I stopped by the Children’s Museum of New Hampshire last week to check out the current exhibit “Out of this World & Buoyant Beings” at Gallery 6 and ran into Tess Feltes who curates the art for this lovely art space. I thought about doing a blog post about the space and then thought it might be better to ask the expert.

Here’s what Tess wrote:

When asked to create a blog post about curating Gallery 6 of the Children’s Museum of NH, I got to thinking of key aspects of the job and how it has evolved over the ten years of my tenure.


  1. Most Importantly, Focus on Goals

Gallery 6 is unique in that it occupies a space in a museum that attracts a different audience than a traditional art museum or gallery.
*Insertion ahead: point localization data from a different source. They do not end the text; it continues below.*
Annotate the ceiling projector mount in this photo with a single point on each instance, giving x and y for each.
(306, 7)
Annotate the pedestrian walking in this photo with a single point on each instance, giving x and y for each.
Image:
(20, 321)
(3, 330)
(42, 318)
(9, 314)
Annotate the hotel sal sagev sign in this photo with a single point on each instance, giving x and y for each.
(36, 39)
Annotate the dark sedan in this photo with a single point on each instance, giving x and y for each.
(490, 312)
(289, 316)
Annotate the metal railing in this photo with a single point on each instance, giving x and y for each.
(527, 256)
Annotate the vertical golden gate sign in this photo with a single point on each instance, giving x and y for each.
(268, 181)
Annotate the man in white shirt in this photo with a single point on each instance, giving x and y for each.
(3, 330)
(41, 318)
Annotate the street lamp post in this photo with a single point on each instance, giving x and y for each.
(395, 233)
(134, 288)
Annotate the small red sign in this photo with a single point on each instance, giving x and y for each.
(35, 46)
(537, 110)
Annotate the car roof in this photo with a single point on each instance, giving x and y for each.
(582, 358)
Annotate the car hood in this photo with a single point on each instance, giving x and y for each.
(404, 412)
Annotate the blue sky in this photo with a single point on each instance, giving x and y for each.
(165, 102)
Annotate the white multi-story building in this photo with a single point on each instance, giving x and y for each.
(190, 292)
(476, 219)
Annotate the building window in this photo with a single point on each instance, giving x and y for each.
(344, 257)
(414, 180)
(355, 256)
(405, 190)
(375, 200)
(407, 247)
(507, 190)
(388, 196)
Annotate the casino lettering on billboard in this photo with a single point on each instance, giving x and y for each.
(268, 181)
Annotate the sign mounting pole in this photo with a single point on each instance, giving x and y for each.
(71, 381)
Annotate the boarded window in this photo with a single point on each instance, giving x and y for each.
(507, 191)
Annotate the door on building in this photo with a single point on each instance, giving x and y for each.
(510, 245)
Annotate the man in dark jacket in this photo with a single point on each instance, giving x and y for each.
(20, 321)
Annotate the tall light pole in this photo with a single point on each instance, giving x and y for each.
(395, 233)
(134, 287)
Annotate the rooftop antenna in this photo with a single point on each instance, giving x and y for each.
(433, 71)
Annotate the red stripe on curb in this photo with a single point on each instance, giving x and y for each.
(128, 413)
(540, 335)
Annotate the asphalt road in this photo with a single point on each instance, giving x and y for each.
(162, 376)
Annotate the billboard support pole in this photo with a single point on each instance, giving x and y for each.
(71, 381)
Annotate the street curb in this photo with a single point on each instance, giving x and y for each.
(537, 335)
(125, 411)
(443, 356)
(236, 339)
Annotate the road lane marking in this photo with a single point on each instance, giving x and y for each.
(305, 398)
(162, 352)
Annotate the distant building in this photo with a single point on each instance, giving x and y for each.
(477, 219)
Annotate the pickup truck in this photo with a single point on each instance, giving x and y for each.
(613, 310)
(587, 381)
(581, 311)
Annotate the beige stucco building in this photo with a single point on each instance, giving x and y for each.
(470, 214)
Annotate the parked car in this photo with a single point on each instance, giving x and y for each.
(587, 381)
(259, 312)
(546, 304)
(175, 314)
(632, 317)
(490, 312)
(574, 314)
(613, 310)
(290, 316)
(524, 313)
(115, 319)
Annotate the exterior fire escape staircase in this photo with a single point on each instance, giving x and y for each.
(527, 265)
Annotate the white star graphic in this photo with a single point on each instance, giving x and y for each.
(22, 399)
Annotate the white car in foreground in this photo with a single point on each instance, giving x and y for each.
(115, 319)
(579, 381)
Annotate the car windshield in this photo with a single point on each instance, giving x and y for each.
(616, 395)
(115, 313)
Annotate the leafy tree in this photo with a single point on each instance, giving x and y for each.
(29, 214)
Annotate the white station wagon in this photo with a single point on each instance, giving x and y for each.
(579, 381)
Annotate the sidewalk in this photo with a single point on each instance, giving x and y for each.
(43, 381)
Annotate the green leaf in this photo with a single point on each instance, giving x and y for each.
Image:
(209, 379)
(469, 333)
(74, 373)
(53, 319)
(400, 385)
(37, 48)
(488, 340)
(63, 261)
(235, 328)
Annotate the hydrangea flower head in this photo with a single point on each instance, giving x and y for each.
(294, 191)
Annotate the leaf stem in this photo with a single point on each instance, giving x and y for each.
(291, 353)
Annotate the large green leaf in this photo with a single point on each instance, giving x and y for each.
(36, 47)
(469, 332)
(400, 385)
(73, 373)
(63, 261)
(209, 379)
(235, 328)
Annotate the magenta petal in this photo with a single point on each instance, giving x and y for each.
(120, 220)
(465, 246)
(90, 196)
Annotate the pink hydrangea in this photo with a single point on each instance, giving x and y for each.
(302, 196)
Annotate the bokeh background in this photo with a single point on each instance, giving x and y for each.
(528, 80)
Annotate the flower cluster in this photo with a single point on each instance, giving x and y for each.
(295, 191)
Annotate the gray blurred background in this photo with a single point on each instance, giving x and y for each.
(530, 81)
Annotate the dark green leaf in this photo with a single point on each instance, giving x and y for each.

Each year thousands of visitors of all ages and backgrounds pass through our doors—not necessarily expecting to find high caliber art. However, the Gallery was designed to be in the “heart of the museum” on the ramp leading to the second floor making it in view of every visitor, rather than off in a separate room.

I operate on the assumption that this might be a visitor’s first introduction to professional artwork and as such, there is an obligation to focus on themes that will appeal to a broad audience as well as offer an educational component to an exhibit.

The ramp offers a venue that is conducive to a narrative approach, which can help “tell a story” especially when the exhibit has an educational theme and is accompanied by informational text.

The last goal is to stimulate curiosity, encourage creativity and foster an interest & appreciation for art. CMNH has a MUSE studio where visitors can try their hand at art activities often tied to the exhibit’s theme or visitors might be inspired to try their hand at a project on their own time.


  1. Have Empathy

Empathy is defined as “the ability to understand and share the feelings of another.” In designing a show, I need to have empathy for the CMNH target audience. I need to understand their thoughts, interests and challenges, and, most importantly, ask: “will museum visitors like it?” Often I will design an exhibit based on the themes of the on-going CMNH exhibits, activities and programming. For example, an exhibit might focus on flight, dinosaurs, music, science or everyday topics such as food, water or the environment.

Other exhibits might focus on themes of universal appeal—fantasy, animals, toys, or children’s book authors and illustrators, which have a timeless appeal and will resonate with visitors.

I have learned the importance in curating an exhibit to offer a variety of approaches, styles, and interpretations of the themes, in short, something for myriad different tastes!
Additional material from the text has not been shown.